Ok, I'd like to thank you all for your answers - very interesting and helpful. :)
PriorityQueue is definitely the right term I was searching for - thanks for that.
Now it's all about implementation.
Here is what I think:
Let N be the size of the queue and M be the average amount of events per timestamp ("concurrent" events so to speak) at the time of processing (the density of events will not be evenly distributed, the "far future" beeing much more sparse, but as time moves on, this area of time becomes much more dense (actually, I think the maximum density will be somewhere in the 4 to 12 hours future)). I am looking for a scalable solution, that performs well for considerably big M. The goal is to really process those M due events within one second, so I wanna spend the least time possible on finding them.
- Going for the simple tree approach, as suggested several times, I'll be having O(log N) insertion, which is quite good, I guess. The cost of processing one timestamp would be O(M*log N), if I am right, which is not so good anymore.

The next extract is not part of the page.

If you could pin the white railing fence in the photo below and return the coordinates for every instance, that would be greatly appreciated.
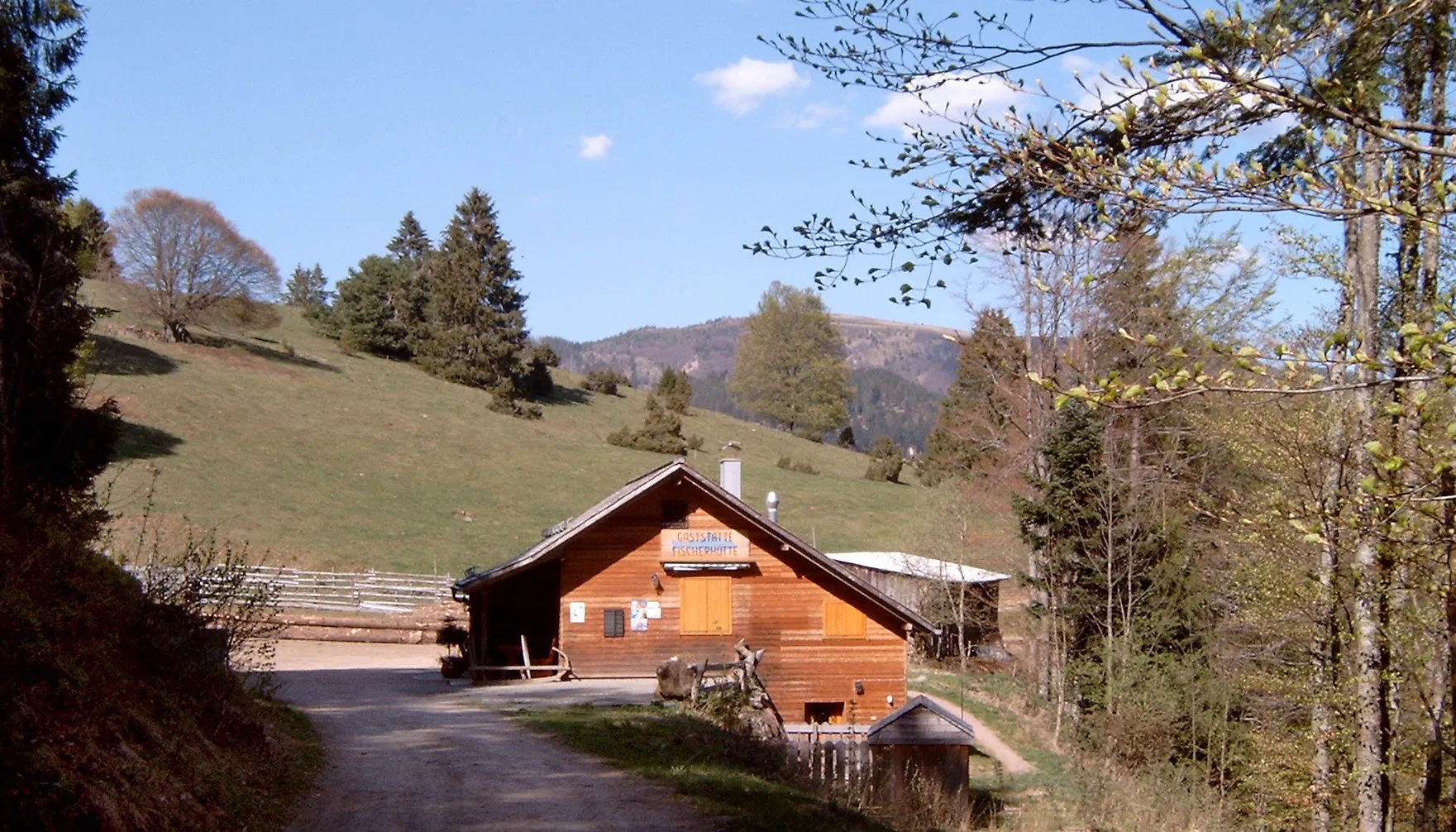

- An alternative would be, to have a tree with lists of events instead of single events. it should be feasible to implement some getlistForGivenStampAndCreateIfNoneExists-operation that'd be a little faster than going down the tree twice if no list exists. But anyway, as M grows, this shouldn't even matter too much. Thus insertion would be O(log N), as before, and processing would be at O(M+log N), which is also good, I think.
- The hash-of-lists-of-events approach, I formulated. This also should have O(1) insertion and O(M) processing cost, although this is not too trivial with hashes. Sounds cool, actually. Or am I missing something? Of course it is not so easy to make a hash perform well, but apart from that, are there any problems? Or is the hash the problem? Wikipedia states:
"In a well-dimensioned hash table, the average cost (number of instructions) for each lookup is independent of the number of elements stored in the table. Many hash table designs also allow arbitrary insertions and deletions of key-value pairs, at constant average (indeed, amortized) cost per operation."
A quick benchmark showed that the standard implementation for my platform seems to match this.
- The array-of-lists-of-events approach provided by DVK. This has O(1) insertion. Now that is good. But if I understand correctly, it has O(M+T) processing cost, with T being the size of the array (the number of time slots if you will), because removal from arrays comes at linear cost. Also, this only works if there is a maximum time offset.
Actually, I would like to discuss the array approach. O(M+T) is not good. Not at all. But I put some brains into it, and this is what I came up with:
First Idea: Lazyness
The O(T) could be crunched down by an arbitrary factor, introducting a bit of lazyness, but in the end it'd stay O(T). But how bad is that? Let's have T=2419200, which is 28 days. And then, once a day I'd clean it up (preferably while low load is expected). That'd waste less than 5% of the array. On my target platform, the copy operation takes 31msecs on a fairly old 2GHz core, so it doesn't seem such a bad idea after all.
Second Idea: Chunks
After thinking a little, I thought of this solution: a hash-of-intervals, an interval (I.e. given time frame) in turn being an array-of-lists-of-events. the intervals are all of equal sizes, preferably something simple, like days or maybe hours.
For insertion, I lookup the right interval through the hash (create if none exists), and in the interval, the right list-of-events (again create if none exists) and then just insert it, which is O(1).
For processing, I simply take the current interval, and process due events, by processing the currently due list-of-events, and then disposing it. The array stays of constant length, so we are at O(M) (which is quite the best you can get for processing M elements). Once the current interval is entirely processed (thus if the interval now represents the "past"), I simply dispose it at O(1). I can keep an extra reference to the current interval, eliminating the need to look it up, but I guess this doesn't provide any noticable improvement.
It seems to me, the second optimization is really the best solution, since it is fast and unbound. Choosing a good size for the intervals allows optimizing memory overhead vs. hash lookup overhead. I don't know, whether i should worry about the the hash lookup time at all. For high M, it shouldn't really matter, should it? Thus I'd choose an interval size of 1, which leads me back to approach number 3.
I'd be really greatful for any input on that.